Lawson and Zang’s argument involves the interpretation of 18 U.S.C. § 1514A, the provision of Sarbanes-Oxley that allows whistleblower claims.  They argue that the plain language of Section 1514A applies to protect not only employees of publicly-traded companies and mutual funds, but also employees of contractors of those companies, such as the Fidelity investment advisers at issue in their case.  The statute bars contractors from retaliating against an “employee”: Lawson and Zang contend that this should be read to refer to those contractors’ “own employees,” in addition to the employees of public companies with whom the contractors work.  Br. at 15.  They argue that it wouldn’t make any sense to only prohibit retaliation by contractors against others’ employees, since it would be very difficult, if not impossible, for a contractor to terminate someone else’s employee.  Br. at 22.

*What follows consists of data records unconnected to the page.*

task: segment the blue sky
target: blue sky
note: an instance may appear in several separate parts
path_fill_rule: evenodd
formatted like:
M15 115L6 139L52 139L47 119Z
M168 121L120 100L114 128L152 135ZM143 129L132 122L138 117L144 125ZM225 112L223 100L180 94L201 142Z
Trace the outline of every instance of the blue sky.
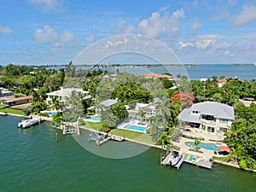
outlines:
M67 64L120 34L156 39L183 63L256 62L255 0L3 0L0 9L0 65Z

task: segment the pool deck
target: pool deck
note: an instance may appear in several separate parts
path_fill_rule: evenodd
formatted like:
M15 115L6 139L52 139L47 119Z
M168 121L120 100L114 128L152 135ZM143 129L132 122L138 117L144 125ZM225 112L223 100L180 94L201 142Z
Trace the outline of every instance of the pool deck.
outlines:
M171 152L163 160L163 161L161 162L161 165L167 166L166 164L168 162L168 160L172 155ZM190 156L193 157L193 160L189 160L188 157L190 157ZM197 166L201 166L201 167L204 167L204 168L207 168L207 169L212 169L212 162L211 162L207 158L199 157L199 156L195 156L195 155L190 155L190 154L183 153L182 159L178 161L178 163L176 166L174 166L174 167L179 169L183 162L189 163L189 164L192 164L192 165L195 165Z
M127 126L127 125L139 126L139 127L143 127L143 128L147 128L147 124L142 125L142 124L140 124L140 122L138 120L124 121L124 122L119 124L117 125L117 128L118 129L123 129L123 130L128 130L128 131L131 131L142 132L142 133L146 132L146 130L144 131L138 131L138 130L127 129L127 128L125 128L125 126Z

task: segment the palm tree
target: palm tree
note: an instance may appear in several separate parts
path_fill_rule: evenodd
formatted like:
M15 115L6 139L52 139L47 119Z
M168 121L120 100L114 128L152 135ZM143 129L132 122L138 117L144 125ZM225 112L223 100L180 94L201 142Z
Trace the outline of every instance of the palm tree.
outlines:
M71 96L67 98L65 105L64 116L66 116L67 119L69 119L70 115L75 116L76 120L80 119L83 113L81 98L81 92L76 92L75 90L71 92Z
M59 110L62 109L62 106L61 106L57 96L55 96L52 98L51 102L52 102L51 108L53 110L59 111Z
M142 123L142 119L144 119L146 117L146 112L140 110L137 113L136 113L137 117L139 117L140 123Z
M101 118L102 122L108 127L114 127L116 125L116 117L110 109L102 111Z
M162 134L163 131L160 130L160 127L166 127L166 123L165 122L164 117L159 114L152 116L149 119L149 135L152 137L153 141L157 141L159 137Z
M241 159L242 152L244 148L241 145L237 145L236 148L233 147L230 148L230 154L226 158L226 160L234 160L235 163L237 163Z
M201 143L201 141L200 141L198 138L195 139L194 144L195 144L195 149L196 149L197 151L198 151L198 149L199 149L198 145L200 144L200 143Z

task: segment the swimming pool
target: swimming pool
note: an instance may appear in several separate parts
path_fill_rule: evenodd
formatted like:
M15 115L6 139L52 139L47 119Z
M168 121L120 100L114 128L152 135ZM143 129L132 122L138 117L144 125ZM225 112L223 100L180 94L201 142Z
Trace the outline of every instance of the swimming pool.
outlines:
M41 111L42 113L48 114L49 116L53 116L58 113L58 112L51 112L51 111Z
M185 145L190 148L195 147L194 142L185 142ZM218 148L215 144L213 143L200 143L198 145L199 148L203 148L207 150L212 150L212 151L221 151L219 148Z
M147 127L127 125L126 126L125 126L125 129L135 131L138 131L138 132L145 132L147 130Z
M101 121L102 118L100 118L100 117L86 117L86 119Z

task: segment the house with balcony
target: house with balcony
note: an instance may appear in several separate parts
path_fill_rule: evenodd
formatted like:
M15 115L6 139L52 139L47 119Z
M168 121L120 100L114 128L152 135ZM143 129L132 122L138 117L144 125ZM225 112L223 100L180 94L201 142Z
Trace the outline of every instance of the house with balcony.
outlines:
M180 124L193 133L211 140L223 140L235 119L234 108L215 102L204 102L183 109Z
M149 118L156 114L156 106L154 102L137 102L135 108L127 110L127 112L129 113L128 119L148 123L149 121ZM141 115L140 113L143 115Z
M75 91L78 93L80 92L82 94L84 99L91 98L90 92L86 91L86 90L83 90L82 89L61 87L61 90L55 90L55 91L46 94L47 95L46 102L47 102L47 104L50 105L52 99L55 96L57 96L60 102L61 102L61 104L64 105L66 103L67 98L69 98L72 96L73 91Z

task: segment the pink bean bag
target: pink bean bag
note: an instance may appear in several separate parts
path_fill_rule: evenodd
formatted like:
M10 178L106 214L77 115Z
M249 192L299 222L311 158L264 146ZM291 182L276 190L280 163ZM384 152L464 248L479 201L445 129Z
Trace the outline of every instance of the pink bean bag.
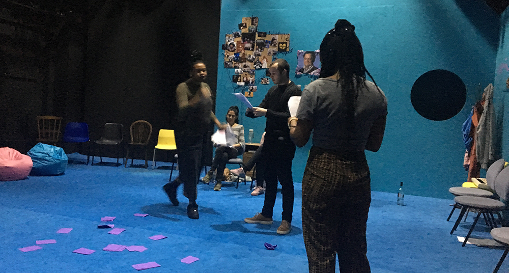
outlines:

Lawson and Zang also address the headings in Sarbanes-Oxley, which the First Circuit heavily relied upon when that court decided that they could not sue. In particular, the heading for Section 1514A(a) states: “Whistleblower protection for employees of publicly traded companies,” which suggests that employees of other companies are not covered. Lawson and Zang attempt to overcome this language by pointing out that the header to the entire section 1514A states, “Civil action to protect against retaliation in fraud cases,” without mentioning employees of public companies. Br. 42. They also note that employees of mutual funds are undisputedly covered by Section 1514A, even though they are not referenced in the heading. Br. 46. Based on these and other differences between the headings and the text of the statute, Lawson and Zang argue that the headings are merely “shorthand.” Br. 46.

Lawson and Zang also engage in an extensive discussion of the legislative history (a section that certain Justices are likely to skip). Br. 53-61. Finally, they argue that the Court should defer to the Department of Labor’s favorable interpretation of the statute, to the extent that the Court finds the language of the statute to be ambiguous. Br. 61-63.

Perhaps the highlight of the brief is the rebuttal of the First Circuit’s “Up in the Air” hypothetical, which posited that Congress included contractors in the statute to avoid allowing public companies to escape liability by hiring a George Clooney-type character to deliver the bad news. Br. 26-27, 37. They argue that the hypothetical "makes no sense" because the company would have been liable anyway under an agency theory for the acts of its authorized agent, the "axe-wielding" Clooney character.

Given this discussion, if there is no Clooney reference at oral argument, I’ll eat my suitcase.